Direct Immunofluorescence Detection of Respiratory Syncytial Virus among Egyptian Infants under Two Years of Age with Acute Lower Respiratory Tract Infection
Marwa Gamal Bahey
Department of Medical Microbiology and Immunology, Faculty of Medicine, Tanta University, Egypt.
Mostafa Mohamed Awny
Department of Pediatric, Faculty of Medicine, Tanta University, Egypt.
Mohamed Galal El-Sanosy
Department of Pediatric, Faculty of Medicine, Tanta University, Egypt.
Noha Gamal Bahey
Department of Histology, Faculty of Medicine, Tanta University, Egypt.
Rasha Abd El-Hamid Alm El-Din *
Department of Medical Microbiology and Immunology, Faculty of Medicine, Tanta University, Egypt.
and Eman Ahmed Essa
Department of Medical Microbiology and Immunology, Faculty of Medicine, Tanta University, Egypt.
*Author to whom correspondence should be addressed.
Abstract
Aim of the Work: evaluation of direct fluorescent assay (DFA) in the detection of RSV in nasopharyngeal secretions of infants with acute LRT infections and revealing the rate of RSV infection in these patients.
Patients and Methods: This study included 100 infants less than two years of age who diagnosed as cases of acute LRT infections During the 6 month study period, from October 2013 till April 2014. Cases were presented as an outpatient clinic and/or were hospitalized in the pediatric hospital of Tanta University.
Results: 20% of infants included in the study were positive for RSV by DFA. The results revealed a significant relationship between RSV infections and younger ages with mean age 3.5 months.

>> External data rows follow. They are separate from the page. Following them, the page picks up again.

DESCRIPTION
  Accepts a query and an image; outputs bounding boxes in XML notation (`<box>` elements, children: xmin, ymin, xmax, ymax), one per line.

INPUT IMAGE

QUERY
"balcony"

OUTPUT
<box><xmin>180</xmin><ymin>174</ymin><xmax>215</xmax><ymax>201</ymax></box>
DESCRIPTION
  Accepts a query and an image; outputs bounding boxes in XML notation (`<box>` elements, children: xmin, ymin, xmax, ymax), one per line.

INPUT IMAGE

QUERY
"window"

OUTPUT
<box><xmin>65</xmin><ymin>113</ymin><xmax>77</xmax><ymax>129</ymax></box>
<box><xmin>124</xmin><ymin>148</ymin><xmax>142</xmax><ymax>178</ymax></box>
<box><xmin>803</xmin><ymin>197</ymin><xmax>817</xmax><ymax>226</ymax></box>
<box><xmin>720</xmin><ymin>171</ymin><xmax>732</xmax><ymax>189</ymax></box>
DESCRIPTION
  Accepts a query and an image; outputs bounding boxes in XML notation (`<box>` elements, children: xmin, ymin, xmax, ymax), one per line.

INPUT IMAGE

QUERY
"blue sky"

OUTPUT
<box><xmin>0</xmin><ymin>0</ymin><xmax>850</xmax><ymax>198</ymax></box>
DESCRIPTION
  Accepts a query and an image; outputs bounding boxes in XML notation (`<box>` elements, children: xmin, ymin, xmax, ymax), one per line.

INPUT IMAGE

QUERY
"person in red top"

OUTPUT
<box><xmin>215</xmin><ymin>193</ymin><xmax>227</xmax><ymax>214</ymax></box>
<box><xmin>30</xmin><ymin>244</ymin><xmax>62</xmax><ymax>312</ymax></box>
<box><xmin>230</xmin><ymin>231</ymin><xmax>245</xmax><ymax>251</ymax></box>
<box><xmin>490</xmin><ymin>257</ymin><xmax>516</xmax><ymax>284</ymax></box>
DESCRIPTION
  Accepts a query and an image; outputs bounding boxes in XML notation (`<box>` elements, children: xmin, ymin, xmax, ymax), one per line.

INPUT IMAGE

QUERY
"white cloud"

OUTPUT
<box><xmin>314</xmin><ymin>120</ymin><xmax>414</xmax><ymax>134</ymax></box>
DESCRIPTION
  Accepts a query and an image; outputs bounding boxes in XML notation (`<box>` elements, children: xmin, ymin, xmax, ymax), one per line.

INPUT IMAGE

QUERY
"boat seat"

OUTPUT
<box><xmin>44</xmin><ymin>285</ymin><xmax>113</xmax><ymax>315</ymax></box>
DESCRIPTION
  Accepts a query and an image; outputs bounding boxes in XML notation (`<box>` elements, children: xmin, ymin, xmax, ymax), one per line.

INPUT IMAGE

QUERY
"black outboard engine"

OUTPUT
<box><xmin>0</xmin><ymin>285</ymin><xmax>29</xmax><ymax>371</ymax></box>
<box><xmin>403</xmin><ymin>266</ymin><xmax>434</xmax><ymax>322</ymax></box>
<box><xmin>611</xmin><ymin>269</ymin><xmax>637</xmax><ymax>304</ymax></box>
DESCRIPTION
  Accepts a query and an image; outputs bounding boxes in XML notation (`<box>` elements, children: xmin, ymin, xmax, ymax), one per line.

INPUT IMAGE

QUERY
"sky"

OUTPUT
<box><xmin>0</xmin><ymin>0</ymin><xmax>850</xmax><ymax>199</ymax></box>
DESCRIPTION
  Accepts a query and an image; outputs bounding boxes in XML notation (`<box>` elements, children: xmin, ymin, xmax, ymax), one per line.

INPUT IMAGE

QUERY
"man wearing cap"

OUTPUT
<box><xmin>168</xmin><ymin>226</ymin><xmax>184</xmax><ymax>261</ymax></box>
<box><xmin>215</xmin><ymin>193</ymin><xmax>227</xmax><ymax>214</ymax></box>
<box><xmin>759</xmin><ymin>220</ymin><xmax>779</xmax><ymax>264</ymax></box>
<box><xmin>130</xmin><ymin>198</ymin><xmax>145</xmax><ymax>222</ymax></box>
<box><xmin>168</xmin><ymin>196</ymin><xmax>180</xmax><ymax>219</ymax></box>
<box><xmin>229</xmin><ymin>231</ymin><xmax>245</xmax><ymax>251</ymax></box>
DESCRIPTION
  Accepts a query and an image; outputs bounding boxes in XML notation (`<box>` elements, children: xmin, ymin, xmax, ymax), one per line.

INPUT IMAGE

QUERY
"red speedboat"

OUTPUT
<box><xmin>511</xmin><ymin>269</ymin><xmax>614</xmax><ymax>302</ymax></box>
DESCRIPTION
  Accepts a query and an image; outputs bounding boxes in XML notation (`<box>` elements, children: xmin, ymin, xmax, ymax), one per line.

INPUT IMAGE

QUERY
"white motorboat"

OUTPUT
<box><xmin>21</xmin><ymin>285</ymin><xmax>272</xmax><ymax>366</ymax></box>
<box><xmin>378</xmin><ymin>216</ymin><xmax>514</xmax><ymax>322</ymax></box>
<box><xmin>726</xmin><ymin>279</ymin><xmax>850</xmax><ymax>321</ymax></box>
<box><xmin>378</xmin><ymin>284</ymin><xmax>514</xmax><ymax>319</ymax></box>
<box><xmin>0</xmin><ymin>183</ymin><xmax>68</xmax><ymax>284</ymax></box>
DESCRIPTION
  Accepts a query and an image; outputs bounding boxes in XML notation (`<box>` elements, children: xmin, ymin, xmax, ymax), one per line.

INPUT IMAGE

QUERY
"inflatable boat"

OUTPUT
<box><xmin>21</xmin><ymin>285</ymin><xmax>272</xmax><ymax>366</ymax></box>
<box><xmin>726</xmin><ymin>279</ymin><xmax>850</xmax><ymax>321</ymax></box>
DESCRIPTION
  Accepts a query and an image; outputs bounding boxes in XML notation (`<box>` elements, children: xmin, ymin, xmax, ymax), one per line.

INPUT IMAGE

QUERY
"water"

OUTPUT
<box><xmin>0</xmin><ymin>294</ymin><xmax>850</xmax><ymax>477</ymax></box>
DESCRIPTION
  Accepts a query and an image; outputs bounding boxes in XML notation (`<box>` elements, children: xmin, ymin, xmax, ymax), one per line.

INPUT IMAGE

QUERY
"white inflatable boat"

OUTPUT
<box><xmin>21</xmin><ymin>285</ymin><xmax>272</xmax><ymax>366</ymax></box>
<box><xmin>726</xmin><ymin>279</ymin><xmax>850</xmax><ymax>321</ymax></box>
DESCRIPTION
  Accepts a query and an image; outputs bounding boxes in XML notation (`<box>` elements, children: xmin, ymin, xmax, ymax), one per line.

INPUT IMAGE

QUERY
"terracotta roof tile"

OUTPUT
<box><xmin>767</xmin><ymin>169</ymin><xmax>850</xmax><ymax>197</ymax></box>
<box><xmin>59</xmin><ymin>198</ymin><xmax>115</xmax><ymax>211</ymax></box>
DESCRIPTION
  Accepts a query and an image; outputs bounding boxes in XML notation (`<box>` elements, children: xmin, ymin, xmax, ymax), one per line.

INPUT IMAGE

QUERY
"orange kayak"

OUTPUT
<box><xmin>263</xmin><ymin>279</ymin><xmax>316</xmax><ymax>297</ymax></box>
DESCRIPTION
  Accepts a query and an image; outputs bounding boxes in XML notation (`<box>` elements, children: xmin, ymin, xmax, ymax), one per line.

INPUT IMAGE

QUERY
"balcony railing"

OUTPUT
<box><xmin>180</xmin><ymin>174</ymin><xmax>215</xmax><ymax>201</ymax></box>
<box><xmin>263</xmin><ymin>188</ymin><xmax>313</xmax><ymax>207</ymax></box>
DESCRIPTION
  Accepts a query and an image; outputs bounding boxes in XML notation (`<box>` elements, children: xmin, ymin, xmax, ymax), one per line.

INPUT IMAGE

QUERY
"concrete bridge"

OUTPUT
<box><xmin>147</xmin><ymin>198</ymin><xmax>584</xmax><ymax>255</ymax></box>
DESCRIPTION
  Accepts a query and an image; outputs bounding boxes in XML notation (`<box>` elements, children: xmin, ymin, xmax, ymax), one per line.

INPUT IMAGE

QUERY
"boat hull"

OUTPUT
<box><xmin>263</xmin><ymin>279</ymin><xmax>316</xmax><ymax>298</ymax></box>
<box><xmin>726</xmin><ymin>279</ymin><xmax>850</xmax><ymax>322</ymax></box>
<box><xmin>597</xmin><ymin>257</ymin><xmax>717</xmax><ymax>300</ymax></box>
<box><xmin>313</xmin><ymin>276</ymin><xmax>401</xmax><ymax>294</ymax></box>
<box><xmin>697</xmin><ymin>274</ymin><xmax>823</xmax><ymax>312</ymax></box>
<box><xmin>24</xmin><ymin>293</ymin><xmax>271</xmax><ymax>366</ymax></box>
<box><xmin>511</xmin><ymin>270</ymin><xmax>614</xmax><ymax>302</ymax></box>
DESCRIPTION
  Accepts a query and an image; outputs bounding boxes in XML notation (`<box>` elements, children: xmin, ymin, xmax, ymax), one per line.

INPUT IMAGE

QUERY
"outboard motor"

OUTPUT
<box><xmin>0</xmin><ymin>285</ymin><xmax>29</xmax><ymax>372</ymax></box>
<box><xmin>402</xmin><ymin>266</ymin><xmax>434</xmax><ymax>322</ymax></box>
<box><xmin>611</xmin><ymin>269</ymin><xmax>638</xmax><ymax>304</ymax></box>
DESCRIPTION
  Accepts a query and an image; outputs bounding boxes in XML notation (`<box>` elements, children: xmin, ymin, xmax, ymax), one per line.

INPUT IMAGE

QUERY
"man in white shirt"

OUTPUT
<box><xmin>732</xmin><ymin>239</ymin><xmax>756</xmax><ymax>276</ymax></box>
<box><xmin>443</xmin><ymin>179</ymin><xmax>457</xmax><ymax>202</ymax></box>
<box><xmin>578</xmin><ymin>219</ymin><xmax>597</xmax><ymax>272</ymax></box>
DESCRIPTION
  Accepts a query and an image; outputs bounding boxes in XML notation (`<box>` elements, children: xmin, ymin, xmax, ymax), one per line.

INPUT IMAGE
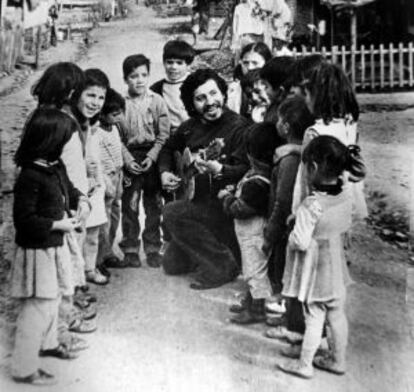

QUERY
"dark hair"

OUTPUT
<box><xmin>302</xmin><ymin>135</ymin><xmax>355</xmax><ymax>178</ymax></box>
<box><xmin>307</xmin><ymin>63</ymin><xmax>359</xmax><ymax>124</ymax></box>
<box><xmin>180</xmin><ymin>68</ymin><xmax>227</xmax><ymax>116</ymax></box>
<box><xmin>31</xmin><ymin>62</ymin><xmax>85</xmax><ymax>109</ymax></box>
<box><xmin>101</xmin><ymin>88</ymin><xmax>125</xmax><ymax>115</ymax></box>
<box><xmin>260</xmin><ymin>56</ymin><xmax>295</xmax><ymax>91</ymax></box>
<box><xmin>71</xmin><ymin>68</ymin><xmax>110</xmax><ymax>128</ymax></box>
<box><xmin>233</xmin><ymin>42</ymin><xmax>272</xmax><ymax>80</ymax></box>
<box><xmin>246</xmin><ymin>122</ymin><xmax>285</xmax><ymax>165</ymax></box>
<box><xmin>278</xmin><ymin>97</ymin><xmax>315</xmax><ymax>140</ymax></box>
<box><xmin>292</xmin><ymin>54</ymin><xmax>326</xmax><ymax>86</ymax></box>
<box><xmin>162</xmin><ymin>39</ymin><xmax>195</xmax><ymax>65</ymax></box>
<box><xmin>240</xmin><ymin>69</ymin><xmax>260</xmax><ymax>92</ymax></box>
<box><xmin>14</xmin><ymin>108</ymin><xmax>78</xmax><ymax>166</ymax></box>
<box><xmin>122</xmin><ymin>54</ymin><xmax>151</xmax><ymax>79</ymax></box>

The incidence of RSV infection was also significantly increased with bronchiolitis, wheezy chest, congenital heart disease, prematurity, family history of asthma and winter season. Conversely, there was an insignificant relationship between RSV infection and type of feeding and antibiotics consumption.
Conclusion: So, DFA can be used as an effective tool in screening large numbers of cases for rapid diagnosis of RSV infection. This can help in early treatment with specific anti-viral and avoid unnecessary use of antibiotics, where most of cases are treated as bacterial infections.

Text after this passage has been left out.